The complete abolition of inheritance tax
Just 2.6 per cent of those who die every year pay inheritance tax. The average taxpaying estate is worth £875,000, according to HMRC. Inheritance tax raises £2.9bn a year for the Treasury from some of the wealthiest people in the country, while estates worth less than £325,000 don’t pay a penny.
And yet UKIP wants to abolish it completely.
At a time of rising inequality, redistributive policies such as inheritance tax are a symbolic bulwark against US-levels of inequality. In this respect, UKIP policy panders to the 2.6 per cent of the population who have some of the biggest estates in Britain. Play the world’s smallest violin.
Has friends on the European far-right
UKIP is part of the Europe of Freedom and Democracy group in the European Parliament (EFD). The EFD is comprised of 10 parties and one independent MEP. These include the anti-immigrant Movement for France, the ultra-nationalist Slovak National Party and True Finns.

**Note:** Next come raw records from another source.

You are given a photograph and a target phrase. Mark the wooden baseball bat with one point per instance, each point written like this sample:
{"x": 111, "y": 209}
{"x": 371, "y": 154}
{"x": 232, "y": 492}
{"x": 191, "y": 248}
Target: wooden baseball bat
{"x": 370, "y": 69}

The leader of the Slovak National Party has said the best policy for dealing with the Roma is “a long whip in a small yard”. In December 2011, an opinion poll of True Finn voters revealed that 51 per cent agreed with the statement: “People of certain races are unsuited for life in a modern society”.
Apparently this is ok with UKIP, though. In fact, anyone objecting to such alliances is liable to face severe repercussions. In 2010, UKIP expelled MEP Nikki Sinclaire after she objected to working with “extreme views” of UKIP’s political allies.